Allegiant also has been the only US carrier to launch an aggressive campaign to increase ancillary revenues, following the example of European low-cost guru Ryanair. Ancillary revenues now account for 17.5% of Allegiant’s overall revenues, or $16 per passenger. Gallagher says on average ancillary revenues account for only 3.7% of revenues at US low-cost carriers.
“We believe this industry is stuck in this, you can’t do that mentality” he says. “We need to come up with new ways to raise revenues. You can’t just raise air fares … You can’t get anything for free on our airplane.”
Allegiant’s innovative model, which Gallagher began to trial in 2002 after the carrier emerged from bankruptcy, has proven highly successful. Its network has grown from only three cities in 2002 and 14 cities in 2004 to 51 today. Its annual revenue stream has grown from $90 million in 2004 to $243 million in 2006. Most impressively, it has enjoyed 16 consecutive profitable quarters. Last year the airline’s parent, Allegiant Travel Company, turned a $9 million net profit.

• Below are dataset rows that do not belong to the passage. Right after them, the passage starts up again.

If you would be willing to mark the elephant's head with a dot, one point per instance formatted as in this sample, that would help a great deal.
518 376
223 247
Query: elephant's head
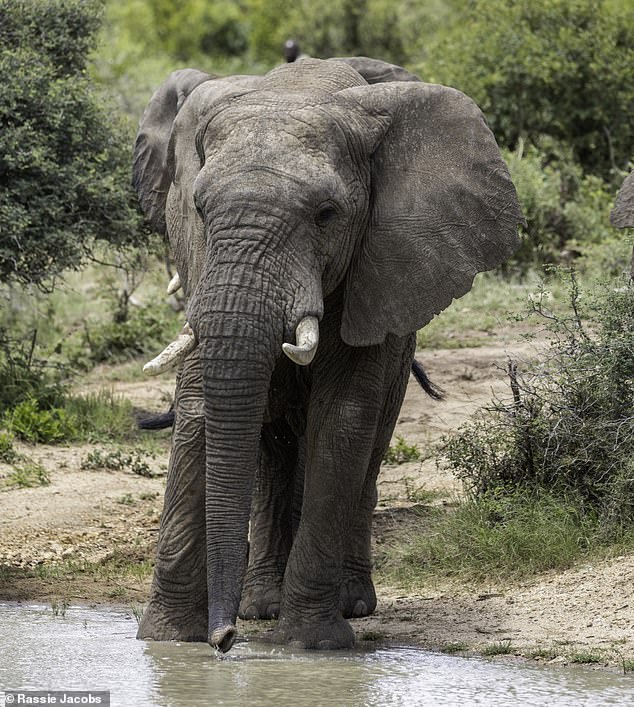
286 192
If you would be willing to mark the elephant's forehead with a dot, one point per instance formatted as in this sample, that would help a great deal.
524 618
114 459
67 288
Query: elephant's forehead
258 132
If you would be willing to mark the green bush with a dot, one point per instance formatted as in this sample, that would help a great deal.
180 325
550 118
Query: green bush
64 154
29 422
23 374
556 67
101 416
566 211
8 454
569 428
146 330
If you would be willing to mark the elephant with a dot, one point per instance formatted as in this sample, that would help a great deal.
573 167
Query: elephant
622 215
318 216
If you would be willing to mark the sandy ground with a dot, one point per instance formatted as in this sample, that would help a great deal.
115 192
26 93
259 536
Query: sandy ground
111 518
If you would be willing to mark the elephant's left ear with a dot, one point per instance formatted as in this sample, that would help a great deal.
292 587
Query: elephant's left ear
443 208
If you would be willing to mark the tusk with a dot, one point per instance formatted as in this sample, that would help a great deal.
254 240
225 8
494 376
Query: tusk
307 338
173 354
175 284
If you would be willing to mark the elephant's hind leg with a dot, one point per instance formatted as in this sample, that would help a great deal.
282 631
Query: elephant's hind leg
178 603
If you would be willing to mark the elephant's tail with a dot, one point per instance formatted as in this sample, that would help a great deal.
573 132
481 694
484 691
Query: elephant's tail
425 383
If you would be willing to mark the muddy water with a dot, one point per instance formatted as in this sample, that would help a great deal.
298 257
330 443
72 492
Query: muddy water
89 649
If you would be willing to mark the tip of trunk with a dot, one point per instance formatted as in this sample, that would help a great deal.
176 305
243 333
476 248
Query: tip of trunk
223 638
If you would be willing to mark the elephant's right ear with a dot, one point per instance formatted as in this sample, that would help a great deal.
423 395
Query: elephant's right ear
150 176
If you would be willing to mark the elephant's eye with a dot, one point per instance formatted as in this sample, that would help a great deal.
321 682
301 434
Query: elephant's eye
325 213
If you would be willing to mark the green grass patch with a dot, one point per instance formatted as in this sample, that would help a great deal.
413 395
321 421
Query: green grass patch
498 648
91 418
26 474
491 539
586 657
401 452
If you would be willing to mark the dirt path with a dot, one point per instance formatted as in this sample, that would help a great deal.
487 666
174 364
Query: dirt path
110 518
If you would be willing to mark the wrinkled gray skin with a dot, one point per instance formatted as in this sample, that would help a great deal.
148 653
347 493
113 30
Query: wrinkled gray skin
622 215
307 191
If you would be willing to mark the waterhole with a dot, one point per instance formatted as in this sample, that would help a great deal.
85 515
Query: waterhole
80 648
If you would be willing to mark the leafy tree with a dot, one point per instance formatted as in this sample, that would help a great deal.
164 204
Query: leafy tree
64 156
188 28
556 67
378 28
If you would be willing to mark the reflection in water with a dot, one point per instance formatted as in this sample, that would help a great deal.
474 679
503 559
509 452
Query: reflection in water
96 649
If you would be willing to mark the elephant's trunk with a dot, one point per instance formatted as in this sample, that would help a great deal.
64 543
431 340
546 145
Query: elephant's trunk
239 343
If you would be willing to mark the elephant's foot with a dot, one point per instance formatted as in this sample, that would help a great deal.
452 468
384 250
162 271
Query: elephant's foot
261 599
332 634
357 597
160 623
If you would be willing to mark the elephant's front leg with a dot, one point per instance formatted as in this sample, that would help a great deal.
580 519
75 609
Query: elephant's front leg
271 534
358 597
178 603
343 416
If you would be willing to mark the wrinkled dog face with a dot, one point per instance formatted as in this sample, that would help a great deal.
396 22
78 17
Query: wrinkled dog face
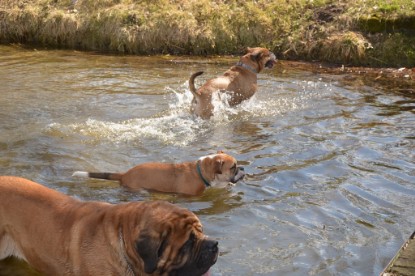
177 246
262 56
225 169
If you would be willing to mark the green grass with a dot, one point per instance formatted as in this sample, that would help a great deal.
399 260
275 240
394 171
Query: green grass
350 32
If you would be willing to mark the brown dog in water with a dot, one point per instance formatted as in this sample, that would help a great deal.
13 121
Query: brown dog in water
60 235
190 178
240 81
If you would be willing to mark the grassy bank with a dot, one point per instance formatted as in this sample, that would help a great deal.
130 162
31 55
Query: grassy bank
359 32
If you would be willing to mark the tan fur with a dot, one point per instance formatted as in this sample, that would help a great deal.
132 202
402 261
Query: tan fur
59 235
218 169
240 81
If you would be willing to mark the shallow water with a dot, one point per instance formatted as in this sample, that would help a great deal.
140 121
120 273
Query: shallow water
330 183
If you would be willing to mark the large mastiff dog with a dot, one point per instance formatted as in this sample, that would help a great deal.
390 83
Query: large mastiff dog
59 235
190 178
240 82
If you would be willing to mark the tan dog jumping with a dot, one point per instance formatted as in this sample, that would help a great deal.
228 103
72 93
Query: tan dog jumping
190 178
59 235
240 82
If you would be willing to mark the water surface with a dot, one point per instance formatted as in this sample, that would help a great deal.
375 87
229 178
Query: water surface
330 165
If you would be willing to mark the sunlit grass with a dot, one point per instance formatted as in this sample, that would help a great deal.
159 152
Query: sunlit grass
304 29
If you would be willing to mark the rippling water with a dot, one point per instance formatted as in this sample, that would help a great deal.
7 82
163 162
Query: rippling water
331 174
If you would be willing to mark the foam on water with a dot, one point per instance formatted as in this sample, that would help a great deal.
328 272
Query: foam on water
176 126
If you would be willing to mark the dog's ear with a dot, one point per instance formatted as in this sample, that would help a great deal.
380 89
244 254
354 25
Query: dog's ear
248 50
150 251
218 165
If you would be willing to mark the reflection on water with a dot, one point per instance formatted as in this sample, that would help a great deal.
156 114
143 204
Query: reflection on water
330 167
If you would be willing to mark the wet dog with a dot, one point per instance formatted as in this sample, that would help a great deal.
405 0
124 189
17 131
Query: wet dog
60 235
240 82
190 178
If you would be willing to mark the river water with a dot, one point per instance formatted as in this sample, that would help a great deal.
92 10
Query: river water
330 183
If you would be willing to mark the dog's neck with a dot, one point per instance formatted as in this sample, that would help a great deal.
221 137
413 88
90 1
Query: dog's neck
199 172
246 66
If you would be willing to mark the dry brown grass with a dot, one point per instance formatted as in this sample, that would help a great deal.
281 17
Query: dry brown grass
295 29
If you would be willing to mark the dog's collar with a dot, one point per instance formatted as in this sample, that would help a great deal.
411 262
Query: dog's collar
199 172
246 66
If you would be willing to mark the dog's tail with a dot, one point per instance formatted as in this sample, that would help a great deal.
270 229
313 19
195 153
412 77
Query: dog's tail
192 82
99 175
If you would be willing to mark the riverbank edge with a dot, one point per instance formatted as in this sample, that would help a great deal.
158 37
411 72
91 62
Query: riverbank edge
328 31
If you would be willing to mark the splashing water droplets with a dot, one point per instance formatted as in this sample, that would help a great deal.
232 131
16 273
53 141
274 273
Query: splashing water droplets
176 126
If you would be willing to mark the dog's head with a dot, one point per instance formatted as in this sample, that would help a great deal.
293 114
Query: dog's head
221 169
171 242
259 58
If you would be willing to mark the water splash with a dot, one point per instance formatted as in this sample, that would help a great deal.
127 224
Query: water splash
176 126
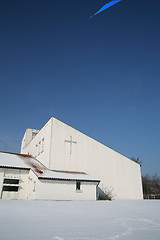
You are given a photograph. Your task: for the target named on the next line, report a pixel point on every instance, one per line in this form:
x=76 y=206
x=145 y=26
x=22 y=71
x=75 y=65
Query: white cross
x=70 y=141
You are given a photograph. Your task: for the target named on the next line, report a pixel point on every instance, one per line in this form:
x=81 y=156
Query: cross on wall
x=71 y=142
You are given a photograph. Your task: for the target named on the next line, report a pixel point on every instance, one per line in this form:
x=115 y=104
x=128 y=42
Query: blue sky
x=100 y=75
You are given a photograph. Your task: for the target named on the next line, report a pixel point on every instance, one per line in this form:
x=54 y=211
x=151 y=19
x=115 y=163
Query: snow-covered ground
x=95 y=220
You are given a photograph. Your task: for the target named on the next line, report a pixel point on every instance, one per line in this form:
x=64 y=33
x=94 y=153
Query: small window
x=78 y=185
x=11 y=181
x=42 y=149
x=39 y=148
x=10 y=188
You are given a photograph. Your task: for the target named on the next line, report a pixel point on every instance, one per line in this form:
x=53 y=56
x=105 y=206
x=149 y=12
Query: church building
x=60 y=147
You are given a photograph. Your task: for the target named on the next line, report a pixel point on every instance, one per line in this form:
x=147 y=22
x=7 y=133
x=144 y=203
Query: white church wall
x=64 y=190
x=39 y=147
x=115 y=171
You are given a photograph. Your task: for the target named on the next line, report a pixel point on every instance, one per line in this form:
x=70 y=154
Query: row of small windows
x=40 y=147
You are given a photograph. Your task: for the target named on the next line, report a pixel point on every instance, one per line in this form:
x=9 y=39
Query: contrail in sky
x=107 y=6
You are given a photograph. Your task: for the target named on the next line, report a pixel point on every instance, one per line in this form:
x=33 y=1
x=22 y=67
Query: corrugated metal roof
x=24 y=161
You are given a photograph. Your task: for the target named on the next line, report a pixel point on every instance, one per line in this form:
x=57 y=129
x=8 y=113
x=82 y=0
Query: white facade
x=59 y=146
x=23 y=177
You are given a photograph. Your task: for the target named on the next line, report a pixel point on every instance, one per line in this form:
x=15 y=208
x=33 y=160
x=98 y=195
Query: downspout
x=50 y=150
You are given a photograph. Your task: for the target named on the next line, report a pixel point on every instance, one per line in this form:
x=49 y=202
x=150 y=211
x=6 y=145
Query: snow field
x=79 y=220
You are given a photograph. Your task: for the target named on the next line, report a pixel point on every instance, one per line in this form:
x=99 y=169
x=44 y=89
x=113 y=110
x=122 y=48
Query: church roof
x=24 y=161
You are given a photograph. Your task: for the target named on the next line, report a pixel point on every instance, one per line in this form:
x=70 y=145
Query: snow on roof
x=24 y=161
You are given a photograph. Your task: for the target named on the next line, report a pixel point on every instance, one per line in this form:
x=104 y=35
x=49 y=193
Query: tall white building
x=61 y=147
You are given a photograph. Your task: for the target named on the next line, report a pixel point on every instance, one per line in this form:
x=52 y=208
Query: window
x=39 y=148
x=10 y=184
x=11 y=181
x=36 y=150
x=78 y=185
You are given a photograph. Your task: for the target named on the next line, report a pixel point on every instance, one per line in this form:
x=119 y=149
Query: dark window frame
x=78 y=185
x=10 y=181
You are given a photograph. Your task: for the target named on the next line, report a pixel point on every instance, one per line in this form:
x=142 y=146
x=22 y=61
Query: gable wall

Gallagher claims Allegiant is now the lowest-cost carrier in the USA. Allegiant’s cost per available seat mile excluding fuel is 4.2 cents, which is at least 20% lower than all other US low-cost carriers according to Gallagher. JetBlue’s unit cost excluding fuel is 5.2 cents, followed by 6.1 cents at Frontier, 6.5 cents at Southwest and 7 cents at AirTran.
To achieve the lowest costs possible, Gallagher has made several bold moves including shutting down Allegiant’s toll free call centre. This has helped drive up web bookings, which now account for 86% of all bookings. Allegiant has only one aircraft type and Gallagher says he will only fly to airports offering permanent low costs – not temporary incentives or revenue guarantees.
“This is culture,” he says. “To be a low-fare airline takes 10 minutes. All you need to do is drop the fare to be competitive. To be low cost takes 10 years.”
Gallagher acknowledges fuel costs, which account for 40% of Allegiant's overall costs, are higher than other low-cost carriers because Allegiant does not operate the most economical aircraft type. But this is all part of the strategy because MD-80s are cheap to acquire and Allegiant only utilises them six to eight hours per average day. Allegiant does most of its flying during peak days of the week, such as Fridays and Sundays, and most of its routes are only served two to four times per week.
“We don’t fly on Tuesdays,” he says. “Why? The customer doesn’t want to fly on Tuesday.”
Gallagher says Allegiant will stick with MD-80s and continue to be “an opportunistic buyer” from airlines which are phasing out the type. Allegiant already owns 24 of its 26 MD-80s. “We’ll certainly double our fleet,” Gallagher says.
Allegiant will spend most of its IPO proceeds on buying more MD-80s but don’t expect Gallagher, who insists he is not interested in acquiring other carriers, to spend the money quickly. “It’s just nice to have it in the bank for a while,” he says, adding in 2002 he personally put funds in to keep Allegiant going.
“There’s not many who say they funded an airline personally.”